Opposition leader Yair Lapid urges Prime Minister Benjamin Netanyahu’s pick to head the Shin Ben domestic security agency to turn down the appointment, saying the process was tainted by conflict of interest.

Lapid in a statement calls on David Zini “to announce that he cannot accept his appointment until the Supreme Court rules on the matter,” adding that “Netanyahu has a serious conflict of interest in the matter of appointing a Shin Bet chief due to the Qatargate scandal in which the people closest to him received money from an Arab country that supports terrorism.”

The World Health Organization (WHO) says that Gaza’s health system is at a breaking point as Israel’s intensified military operations continue, amidst worsening mass population displacement and acute shortages of basic necessities.

Four major hospitals in Gaza have had to suspend medical services in the past week due to their proximity to incidents.
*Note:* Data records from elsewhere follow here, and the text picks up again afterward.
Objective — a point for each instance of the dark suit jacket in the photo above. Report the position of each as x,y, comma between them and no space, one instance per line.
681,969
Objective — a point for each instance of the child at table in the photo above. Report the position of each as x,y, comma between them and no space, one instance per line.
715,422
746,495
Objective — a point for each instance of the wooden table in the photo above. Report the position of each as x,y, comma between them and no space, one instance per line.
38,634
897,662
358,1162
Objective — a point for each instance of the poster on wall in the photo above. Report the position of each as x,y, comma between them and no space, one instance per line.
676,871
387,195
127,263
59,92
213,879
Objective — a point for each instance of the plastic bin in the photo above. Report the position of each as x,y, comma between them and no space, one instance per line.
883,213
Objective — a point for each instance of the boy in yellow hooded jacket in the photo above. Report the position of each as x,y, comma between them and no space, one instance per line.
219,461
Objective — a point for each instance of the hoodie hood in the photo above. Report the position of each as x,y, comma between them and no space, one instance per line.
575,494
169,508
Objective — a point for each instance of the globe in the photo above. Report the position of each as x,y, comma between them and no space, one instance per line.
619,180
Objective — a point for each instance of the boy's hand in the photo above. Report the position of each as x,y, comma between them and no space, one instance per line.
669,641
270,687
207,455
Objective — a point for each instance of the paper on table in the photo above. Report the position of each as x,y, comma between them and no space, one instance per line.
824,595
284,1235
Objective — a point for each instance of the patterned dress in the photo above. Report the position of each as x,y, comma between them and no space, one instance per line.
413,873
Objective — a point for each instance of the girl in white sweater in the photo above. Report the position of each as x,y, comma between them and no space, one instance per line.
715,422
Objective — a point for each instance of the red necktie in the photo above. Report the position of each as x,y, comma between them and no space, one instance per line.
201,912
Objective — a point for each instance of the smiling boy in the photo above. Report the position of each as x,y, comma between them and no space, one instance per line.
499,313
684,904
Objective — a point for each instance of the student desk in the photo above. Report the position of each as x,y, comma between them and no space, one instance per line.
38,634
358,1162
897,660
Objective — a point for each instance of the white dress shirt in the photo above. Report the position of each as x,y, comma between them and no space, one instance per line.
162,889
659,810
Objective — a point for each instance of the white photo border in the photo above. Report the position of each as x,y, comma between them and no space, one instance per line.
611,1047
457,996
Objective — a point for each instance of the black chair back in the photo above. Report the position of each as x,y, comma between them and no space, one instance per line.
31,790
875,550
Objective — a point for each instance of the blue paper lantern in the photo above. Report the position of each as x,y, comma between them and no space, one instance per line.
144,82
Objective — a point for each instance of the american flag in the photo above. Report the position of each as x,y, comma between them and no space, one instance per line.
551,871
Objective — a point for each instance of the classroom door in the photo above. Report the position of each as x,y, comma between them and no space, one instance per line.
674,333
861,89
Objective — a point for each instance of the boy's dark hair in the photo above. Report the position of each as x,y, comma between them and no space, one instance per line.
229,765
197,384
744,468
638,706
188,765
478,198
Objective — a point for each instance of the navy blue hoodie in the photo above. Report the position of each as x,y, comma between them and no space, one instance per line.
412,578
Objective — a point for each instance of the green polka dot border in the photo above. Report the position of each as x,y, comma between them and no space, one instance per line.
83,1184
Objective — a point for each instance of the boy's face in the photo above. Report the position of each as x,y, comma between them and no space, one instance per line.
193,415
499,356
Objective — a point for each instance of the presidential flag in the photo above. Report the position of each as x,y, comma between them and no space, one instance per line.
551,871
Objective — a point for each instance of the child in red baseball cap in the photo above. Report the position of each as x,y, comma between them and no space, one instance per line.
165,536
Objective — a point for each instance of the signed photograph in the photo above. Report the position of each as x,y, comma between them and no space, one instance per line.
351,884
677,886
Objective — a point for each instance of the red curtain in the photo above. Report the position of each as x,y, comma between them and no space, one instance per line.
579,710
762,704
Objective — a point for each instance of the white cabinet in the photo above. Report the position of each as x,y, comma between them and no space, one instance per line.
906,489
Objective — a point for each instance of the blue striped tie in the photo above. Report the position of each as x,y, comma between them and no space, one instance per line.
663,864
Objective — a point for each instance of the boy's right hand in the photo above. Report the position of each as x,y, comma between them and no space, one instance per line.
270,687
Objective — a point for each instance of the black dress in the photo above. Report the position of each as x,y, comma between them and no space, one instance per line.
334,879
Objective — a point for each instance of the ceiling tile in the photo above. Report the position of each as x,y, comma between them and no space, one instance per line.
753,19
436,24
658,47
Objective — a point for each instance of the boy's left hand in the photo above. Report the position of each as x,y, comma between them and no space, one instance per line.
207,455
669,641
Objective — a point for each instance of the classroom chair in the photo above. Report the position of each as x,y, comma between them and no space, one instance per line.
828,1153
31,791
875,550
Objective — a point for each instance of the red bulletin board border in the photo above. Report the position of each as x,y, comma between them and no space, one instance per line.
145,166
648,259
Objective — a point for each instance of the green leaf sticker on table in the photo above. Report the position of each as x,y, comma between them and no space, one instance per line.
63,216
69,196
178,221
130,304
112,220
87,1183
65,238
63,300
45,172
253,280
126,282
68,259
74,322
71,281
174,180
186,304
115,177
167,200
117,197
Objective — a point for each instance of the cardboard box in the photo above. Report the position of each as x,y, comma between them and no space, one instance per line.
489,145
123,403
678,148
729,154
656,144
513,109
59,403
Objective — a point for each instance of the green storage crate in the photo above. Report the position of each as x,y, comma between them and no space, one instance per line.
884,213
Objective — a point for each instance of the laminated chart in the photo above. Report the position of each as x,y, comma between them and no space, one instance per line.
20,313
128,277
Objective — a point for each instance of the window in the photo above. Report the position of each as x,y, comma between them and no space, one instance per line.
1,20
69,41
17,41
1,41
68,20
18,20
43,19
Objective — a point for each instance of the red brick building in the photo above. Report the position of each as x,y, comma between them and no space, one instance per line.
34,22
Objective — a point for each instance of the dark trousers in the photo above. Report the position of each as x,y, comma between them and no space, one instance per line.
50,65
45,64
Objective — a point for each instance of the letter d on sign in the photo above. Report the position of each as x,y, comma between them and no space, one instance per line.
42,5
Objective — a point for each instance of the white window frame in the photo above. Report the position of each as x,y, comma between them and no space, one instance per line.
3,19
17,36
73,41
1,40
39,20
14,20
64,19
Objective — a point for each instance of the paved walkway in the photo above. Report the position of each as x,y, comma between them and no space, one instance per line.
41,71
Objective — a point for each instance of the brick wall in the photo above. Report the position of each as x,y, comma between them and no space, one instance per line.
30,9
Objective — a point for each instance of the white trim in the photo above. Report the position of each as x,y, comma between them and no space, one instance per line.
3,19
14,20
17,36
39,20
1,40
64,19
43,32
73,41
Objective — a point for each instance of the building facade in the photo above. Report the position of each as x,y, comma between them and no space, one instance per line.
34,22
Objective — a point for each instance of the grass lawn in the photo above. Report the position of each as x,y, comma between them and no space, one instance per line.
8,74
WHO missions attempting to reach Al-Awda Hospital and the Indonesian Hospital were impeded, it says.

Only 19 of the Gaza Strip’s 36 hospitals remain operational while at least 94% of all hospitals are damaged or destroyed, the WHO said, adding that only 12 are in a condition to provide a variety of health services.

Prime Minister Benjamin Netanyahu says Hamas’s propaganda campaigns and false reports of atrocities being committed by the Israel Defense Forces in Gaza helped contribute to the murder of two Israeli embassy staffers in Washington last night, in an English-language video shared by his office.

He says that the shooting attack on Yaron Lischinsky and Sarah Milgrim was not a “random crime” but perpetrated by an anti-Zionist and antisemitic “terrorist…who wanted to kill Jews” and chanted “Free Palestine!” as he was arrested.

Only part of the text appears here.